2025-10-23

The Dataset

  • This project uses global car sales data from Kaggle.
  • It contains 50,000 entries of various transactions of cars and characteristics of the cars sold.
  • There are 6 characteristics recorded for each car to analyze relationships between various car types, conditions, and prices.

Brief Overview

To draw conclusions from this data, we are going to visualize the data through a few different lenses.

  • Pie charts will help us understand the makeup of the cars sold this year.
  • Side-by-side box plots will illustrate the differences in price distribution among models and manufacturers.
  • A scatter plot will show the number of cars sold from each manufacturer, per year.
  • A 3D scatter plot further demonstrates the effects of mileage, manufactured year and fuel type on car price.
  • Lastly, we will examine the 5 number summary for the prices of each manufacturer to compare the overall distributions.

Pie Charts

To show the proportion of different manufacturers and models sold, pie graphs are used. The left chart illustrates that VW, Ford, and Toyota makeup over 75% of the cars sold. On the right, each of their model types are shown to also makeup larger percentages of the cars sold than models made by BMW or Porsche. This analysis is helpful to demonstrate that mainstream car brands sell more frequently than luxurious brands.

Ggplot Boxplot

The following plot compares the distribution in price of cars sold based on their make and models. BMW have the highest variances, whereas Ford, Toyota, and VW have tighter distributions and more narrow bounds.

Ggplot Scatter Plot

This plot shows the amount of cars sold by each manufacturer by year. The lines are fitted and colored to predict the number sold each year by manufacturer.

Ggplot Scatter Plot Code

This is the code used to visualize the scatter plot.

year_data <- car_data %>%
  group_by(Year.of.manufacture, Manufacturer) %>%
summarise(n = n(), .groups = 'drop')

ggplot(data = year_data, aes(x = Year.of.manufacture, y = n)) +
  geom_smooth(aes(color = Manufacturer), method = "lm", se = FALSE) +
  geom_point(aes(color = Manufacturer), size = .8) +
  labs(title = "Number of cars sold by Manufacturer per Year",
       x = "Year Manufactured", 
       y =  "Count Sold")

Geom_smooth created linear regression lines for the number of cars sold each year by manufacturer. The graph shows clear indication that BMW and Porsche cars sold much fewer cars per year than more mainstream brands. Also, those two manufacturers experienced less growth since 1990 that then other companies.

Plotly 3D plot

The following is a 3D Scatter plot of effects of mileage, manufactured year and fuel type on car price.

3D plot Analysis

To see what impacts the price of a car, the 3D plot shows 4 variables. The color is based on the fuel type. We also consider the mileage and year of manufacture.

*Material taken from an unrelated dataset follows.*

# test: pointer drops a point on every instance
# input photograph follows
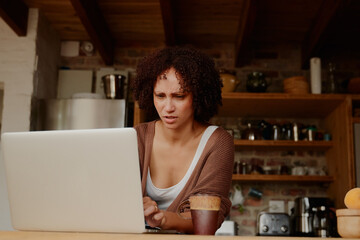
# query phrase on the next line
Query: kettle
(113, 86)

  • The graph shows that the more recently the car was manufactured, the higher the price.
  • Mileage appears to have an exponential relationship to price. After a vehicle has a mileage of at least 100k, the price usually drops to less than $50,000.
  • Petrol cars are typically more expensive than hybrid or diesel, however the distribution of price of hybrid cars is the narrowest.

Statistical Analysis

The 5 number summary for each manufacturer displays the minimum and maximum values, as well as the 25th, 50th, and 75th percentiles. This data is shown visually in the box plot graph, but separated further into models. In this table, it is clear that the distributions of prices of Porche and BMW cars are much higher than those of Toyota, Ford, or VW. The minimum values for each of the manufacturers is similar, however the values of Q1, median, and Q3 clearly demonstrate differences.

## # A tibble: 5 × 6
##   Manufacturer   Min    Q1 Median     Q3    Max
##   <chr>        <int> <dbl>  <dbl>  <dbl>  <int>
## 1 BMW            167 5318   14384 33592  168081
## 2 Ford            85 2626    6646 15706.  62748
## 3 Porsche        266 7039   18441 43712  167774
## 4 Toyota         176 3373.   8802 20918.  86353
## 5 VW              76 2584    6428 15214   58588

Conclusion

With our various visualizations of this data, we can better understand the various factors of global car sales. The pie charts and scatterplot show the distribution of cars sold, by manufacturer and model. The boxplot is a useful visual tool to examine the spread of price among each make and model. The 3D scatterplot is used to examine the relationships of 4 variables, fuel type, year manufactured, price, and mileage. The fuel type seemed to have a somewhat small impact on the price, whereas the older the vehicle and higher mileage seemed to have an exponential effect on the price of cars in this population. The statistical analysis was helpful for identifying large differences in distribution between the various manufacturers, and we found that less luxury brands had smaller spreads and were lower than luxury car brands. These analyses could be useful for businesses that sell cars to either set prices that align with the current market based on the mileage, year manufactured, and model, or decide which cars to stock and sell.